I just picked up Jared Diamond's latest book, Collapse. I am looking forward to reading it - I think he did an excellent job in Guns, Germs, and Steel, and I'm hoping he continues with this book.
 
Diamond is first rate. Check out also his book, "The Third Chimpanzee."

Now I'm reading "Reality Isn't What It Used to Be: Theatrical Politics, Ready-To-Wear Religion, Global Myths, Primitive Chic, and Other Wonders of the Postmodern World," by Walter Truett This is an older book, published in the early nineties, but I'm finding it to be a real gem. The guy is brilliant...and funny. This is a real keeper.

I just finished Steve Allen's "On the Bible, Religion and Morality," and am also close to finishing Bertand Russell's "God and Religion." Same essential topic, two different authors. They too are brilliant and funny. It turns out Allen had a sequel to his book. Russell, of course, has a few out himself (he said, tongue in cheek.) I have several of them.


Regards,


Steve
 
Not reading one currently, aside from martial arts and military history books.. I study every art I can in order to analyze techniques, and weapons for familiarity .


I will soon be reading:

http://www.secretsofthetomb.com/
 
Collapse so far is very good.

Also reading The Life of Odysseus (I believe that's the title) - excellent scholarship from several decades ago.
 
I'm right now finishing up Jared Diamond's "Guns, Germs, and Steel."

I finished "Aristotle's Children," by Richard Rubinstein, yesterday.

I'm currently reading "Why I Am Not a Christian" by Bertrand Russell (a collection of essays including the title piece), and "Clear Thinking by Hy Ruchlis.

I like Russell. This is the fourth book of his essays I've read. He's bright, but not condescending. I love his dry sense of humor...which some might mistake for pretentiousness. Don't.

The latter book is an excellent resource for those who like to debate here on MT. It is somewhat basic, but provides some angles to critical thinking I hadn't thought of. If you teach children or have children, it is a good guide for working on their reasoning skills. Isaac Asimov did the introduction...how's that for a plug?


Regards,


Steve
 
I just recently completed The Lexus and the Olive Tree, and From Beirut to Jerusalem, both by Thomas L. Friedman. They were both excellent.
 
Love "Master and Commander". Have the DVD. Maybe Ill start reading some of those.

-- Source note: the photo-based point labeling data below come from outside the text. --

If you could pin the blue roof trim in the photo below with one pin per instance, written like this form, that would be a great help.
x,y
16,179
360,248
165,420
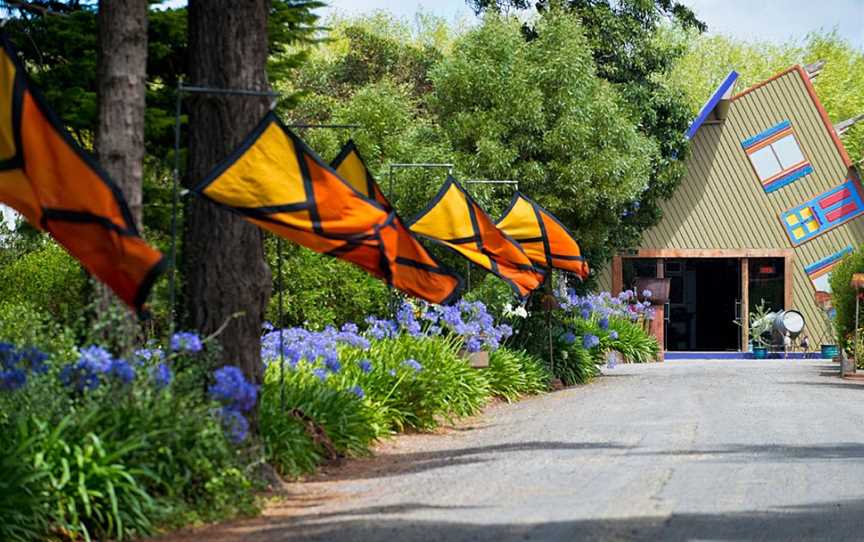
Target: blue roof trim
x,y
712,103
824,262
747,143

NonFiction: "Criminal Investigations"
 
"Lost Worlds". I'll have to check out the author. Sad, clever, quite a good read.
 
Occupational hazard in my case. On the fiction side I am re-reading Hitchhiker's Guide to the Galaxy to balance it out.
 
"Why We Do It" by Niles Eldridge.

It's a good book that differentiates between the Dawkins opinion on genetics and the Darwin opinion.